In settimana ci sono stati due interessanti eventi sul tema della sicurezza della rete. Il primo, un convegno organizzato da Alleanza per Internet a Roma. Occasione, la presentazione di un report di Brian Fitzpatrick, responsabile Transparency Engineering Team di Google. Una discussione ampia, nella quale, al contrario di altre occasioni di incontro di questi giorni improntate all’arretratezza dell’analisi, sono emersi con chiarezza i rischi per i diritti individuali di una regolazione delle attività in rete, al di là delle forme di contrasto alle attività criminose.
Sul tema della sicurezza la questione maggiore è tuttavia senza dubbio quella relativa al c.d. “Big Data“, un termine che va di moda per indicare quello che fanno le aziende nella raccolta e nell’analisi di fiumi di informazioni su internet con lo scopo di ottenere indizi sui consumatori, prodotti o modi migliori per gestire un business. Mentre i dati presentano una grande opportunità per le imprese in cerca di comprensione del mercato, la loro raccolta tocca il nervo scoperto della privacy. Nel mondo i regolatori sono già alle prese con il problema e si domandano quale sia il modo migliore per contemperare innovazione e privacy. Negli ultimi tempi si è poi aggiunto un altro fenomeno che va di pari passo al travolgente sviluppo delle connessioni mobili e cioè le aziende che raccolgono informazioni sui dati di localizzazione estratti da smartphone o tablet.
Il secondo evento è stata la presentazione lunedì scorso di un libro bianco della Software e Information Industry Association americana. Un report in cui sono state indicate alcune raccomandazioni su come le aziende possono bilanciare le due questioni della raccolta dati e della privacy, avvertendo però che un eccesso di regolamentazione in questo spazio potrebbe fermare le aziende nello sviluppo delle applicazioni future, che il gruppo definisce “data-driven innovation”. Nel documento, la SIIA sostiene che le aziende dovrebbero farsi carico direttamente di progettare la tutela della privacy e che i legislatori dovrebbero evitare di prendere una posizione univoca di approccio alla regolamentazione della raccolta dei dati perché la materia è lungi dall’essere compresa e per le autorità di regolazione spesso non è facile far fronte a questi cambiamenti. “La tecnologia sta davvero evolvendo rapidamente,” ha detto David LeDuc, senior director SIIA per le politiche pubbliche. “Ogni discussione sul punto corre il rischio di avere una messa a fuoco esattamente sull’oggi o su ieri”. LeDuc ha fatto l’esempio del modello tecnologico relativo al supporto per il default “opt-in” dei dati di localizzazione, un modello voluto da un disegno di legge sulla privacy dei device mobili introdotto lo scorso anno dai senatori democratici americani Al Franken e Richard Blumenthal. Un accorgimento che non avrebbe permesso più alle aziende di raccogliere informazioni sulla posizione dei cellulari a meno che gli utenti specificamente non avessero consentito. Il Senato Usa ha poi approvato questo disegno di legge nel mese di dicembre. “Se si sta utilizzando una certa applicazione in cui è necessaria la localizzazione” ha detto LeDuc” il problema della privacy è probabilmente diverso dalla raccolta dei dati di posizione che fa una app senza un apparente motivo.” In sostanza, un modello troppo rigido rischia di disincentivare lo sviluppo della tecnologia. LeDuc sottolinea comunque che in alcuni casi, ad esempio quando si tratta di privacy dei dati dei bambini, le aziende dovrebbero essere tenute ad un livello di attenzione superiore, sostenendo che si tratta di “paesaggi diversi” per i quali è invece possibile una più rigida regolamentazione.
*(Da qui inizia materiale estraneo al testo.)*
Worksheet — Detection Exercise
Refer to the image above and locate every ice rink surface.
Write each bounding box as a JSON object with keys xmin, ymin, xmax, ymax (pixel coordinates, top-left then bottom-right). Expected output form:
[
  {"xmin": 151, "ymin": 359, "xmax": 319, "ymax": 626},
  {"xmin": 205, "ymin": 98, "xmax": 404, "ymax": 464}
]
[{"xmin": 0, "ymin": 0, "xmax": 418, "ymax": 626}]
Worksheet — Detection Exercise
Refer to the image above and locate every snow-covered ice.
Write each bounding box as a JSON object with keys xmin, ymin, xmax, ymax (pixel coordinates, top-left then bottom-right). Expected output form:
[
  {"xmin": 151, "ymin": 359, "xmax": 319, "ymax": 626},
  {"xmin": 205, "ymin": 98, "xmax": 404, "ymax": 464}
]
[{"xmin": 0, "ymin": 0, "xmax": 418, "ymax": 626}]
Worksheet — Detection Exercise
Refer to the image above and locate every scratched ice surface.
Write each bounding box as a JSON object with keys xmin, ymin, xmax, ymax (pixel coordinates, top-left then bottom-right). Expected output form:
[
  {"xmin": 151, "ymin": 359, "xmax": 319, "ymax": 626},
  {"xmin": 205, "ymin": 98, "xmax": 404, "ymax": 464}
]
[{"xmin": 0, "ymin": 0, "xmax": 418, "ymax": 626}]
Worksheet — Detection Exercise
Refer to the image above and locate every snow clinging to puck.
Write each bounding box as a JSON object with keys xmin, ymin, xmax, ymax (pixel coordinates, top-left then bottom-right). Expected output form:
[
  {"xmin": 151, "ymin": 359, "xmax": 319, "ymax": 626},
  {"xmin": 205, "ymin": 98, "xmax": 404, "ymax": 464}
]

Player del settore come la SIIA avrebbero dunque voluto vedere le politiche di regolazione sviluppate da un gruppo di attori che comprende politici, difensori dei consumatori ed altri soggetti interessati al fine di definire le migliori pratiche per come proteggere la privacy e per come le aziende possano continuare a raccogliere e analizzare informazioni senza perdere la fiducia dei consumatori.
Una considerazione finale. In generale, un modello di concertazione per i problemi della rete appare di gran lunga migliore e più coerente con la sua natura rispetto a quello di una regolazione imposta dall’alto. Questo non vale solo per la protezione dei dati ma anche per altri aspetti, compreso il copyright, in merito al quale in questi giorni si insiste, sulla spinta di lobby nazionali ed internazionali, sulla necessità di adottare un’arretrata e incerta normativa di tutela. Internet é in primo luogo un potente strumento di democrazia. Per questo qualunque regola imposta d’autorità rischia sempre di oltrepassare l’oscuro confine della censura.